FDI pledged hits record, but less actually arrives
The amount of investment pledged to Korea has seen a steady rise for the past few years, except for a brief dip in 2013 when the figure fell below $15 billion. It then quickly recovered, topping $20 billion in 2015 and rising 1.9 percent the following year, according to a report by the Ministry of Trade, Industry and Energy.
Manufacturing investment kept up its solid pace of growth, expanding 12.4 percent to $5.13 billion. But it was the service industry that led the charts last year.
Capitalizing on a growth trend since 2011, investment pledged from abroad for the service industry last year stood at $15.51 billion, up 5.3 percent from 2015. The ministry reported that business services, especially, enjoyed lucrative promised investment, rising from $2.02 billion in 2015 to $3.71 billion last year.
By type, greenfield investment took up the largest portion of the pie, with $15.02 billion pledged by foreign companies looking to build their businesses in Korea from the ground up. “Investments intended to utilize Korea’s free trade agreement platform with other countries and to establish a global manufacturing hub have gone up,” the ministry said in its report.
But such expansive growth in promised investment might end up being fool’s gold. While over $21 billion was pledged in 2016, only $9.76 billion actually made its way to Korea, down $6.74 billion from 2015.
Out of $6.27 billion promised for merger and acquisition deals, only $3.29 billion entered Korea, $5.54 billion less than in 2015. The amount of pledged investment for M&As also was 7.8 percent lower than in 2015. Even green field investment arriving in Korea took a hit, sinking from $7.67 billion in 2015 to $6.47 billion in 2016.

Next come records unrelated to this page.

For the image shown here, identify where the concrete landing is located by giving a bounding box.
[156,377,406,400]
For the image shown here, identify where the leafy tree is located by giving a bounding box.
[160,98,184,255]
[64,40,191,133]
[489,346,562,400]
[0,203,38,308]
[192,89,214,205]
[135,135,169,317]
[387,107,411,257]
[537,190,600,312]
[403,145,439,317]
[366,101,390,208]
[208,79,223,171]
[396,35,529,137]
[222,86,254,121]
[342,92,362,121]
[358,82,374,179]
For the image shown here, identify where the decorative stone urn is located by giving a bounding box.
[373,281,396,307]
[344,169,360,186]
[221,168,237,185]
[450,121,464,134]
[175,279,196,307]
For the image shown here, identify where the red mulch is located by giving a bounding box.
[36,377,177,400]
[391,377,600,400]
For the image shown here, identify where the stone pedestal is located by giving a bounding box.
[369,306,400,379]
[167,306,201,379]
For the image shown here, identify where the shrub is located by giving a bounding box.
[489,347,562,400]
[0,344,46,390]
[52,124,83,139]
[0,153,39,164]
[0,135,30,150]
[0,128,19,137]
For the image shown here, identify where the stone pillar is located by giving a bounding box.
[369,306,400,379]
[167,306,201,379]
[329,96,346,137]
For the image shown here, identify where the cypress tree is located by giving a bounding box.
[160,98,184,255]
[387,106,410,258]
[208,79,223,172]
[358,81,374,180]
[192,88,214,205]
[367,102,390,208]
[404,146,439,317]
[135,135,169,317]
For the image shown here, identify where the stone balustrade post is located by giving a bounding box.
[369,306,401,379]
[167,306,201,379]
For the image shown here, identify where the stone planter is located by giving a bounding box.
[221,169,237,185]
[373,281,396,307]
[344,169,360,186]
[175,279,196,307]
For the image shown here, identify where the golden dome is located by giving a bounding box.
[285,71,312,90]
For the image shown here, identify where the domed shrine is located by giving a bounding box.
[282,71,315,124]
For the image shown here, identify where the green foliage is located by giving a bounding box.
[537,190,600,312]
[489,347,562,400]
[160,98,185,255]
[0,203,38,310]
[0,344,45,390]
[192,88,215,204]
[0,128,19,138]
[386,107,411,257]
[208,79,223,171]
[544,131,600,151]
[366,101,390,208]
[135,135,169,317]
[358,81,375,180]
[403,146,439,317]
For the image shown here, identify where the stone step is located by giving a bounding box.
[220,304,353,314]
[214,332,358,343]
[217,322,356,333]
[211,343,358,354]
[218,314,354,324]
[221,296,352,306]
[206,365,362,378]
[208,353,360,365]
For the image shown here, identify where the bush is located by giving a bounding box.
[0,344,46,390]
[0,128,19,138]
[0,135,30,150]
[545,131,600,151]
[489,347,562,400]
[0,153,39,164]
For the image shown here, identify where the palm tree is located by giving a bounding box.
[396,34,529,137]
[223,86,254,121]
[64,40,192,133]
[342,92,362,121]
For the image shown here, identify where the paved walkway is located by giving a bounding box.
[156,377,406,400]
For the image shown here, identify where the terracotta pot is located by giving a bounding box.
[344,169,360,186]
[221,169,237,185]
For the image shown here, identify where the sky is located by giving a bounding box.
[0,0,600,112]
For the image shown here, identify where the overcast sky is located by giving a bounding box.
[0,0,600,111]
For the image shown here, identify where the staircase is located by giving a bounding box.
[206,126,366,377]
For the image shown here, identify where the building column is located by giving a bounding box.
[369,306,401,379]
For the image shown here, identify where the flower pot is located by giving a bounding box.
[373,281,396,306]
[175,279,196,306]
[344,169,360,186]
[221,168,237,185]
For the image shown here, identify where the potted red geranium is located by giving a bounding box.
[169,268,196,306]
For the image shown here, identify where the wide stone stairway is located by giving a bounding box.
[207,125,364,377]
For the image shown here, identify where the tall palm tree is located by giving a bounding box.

“Regarding the decrease in foreign direct investment in M&As, it wasn’t a single factor that caused the fall,” a ministry official said. “The World Investment Report by the United Nations Conference on Trade and Development projected that cross-border M&As would fall in 2016 worldwide, and we believe this global trend also took its toll in the Korean market.”
The UN report said that “the expected decline of FDI flows in 2016 reflects the fragility of the global economy, persistent weakness of aggregate demand, effective policy measures to curb tax inversion deals and a slump in multinational enterprises profits.”
Still, the ministry assured that most of the promised investment would eventually make it onto Korean soil. “Foreign investors normally commit to long-term projects, which progress over one to three years,” said an official from the ministry’s investment policy division. “For instance, if a foreign company commits $100 billion for a project, it doesn’t pour in the entire amount instantaneously. Instead, the investment arrives in phases. This is why the figure fluctuates each year. What we need to watch for is the progression.”
The official added that foreign investors sometimes do back out of their commitments “due to their internal affairs or market conditions, but this has nothing to do with the arrived amount of foreign direct investment.”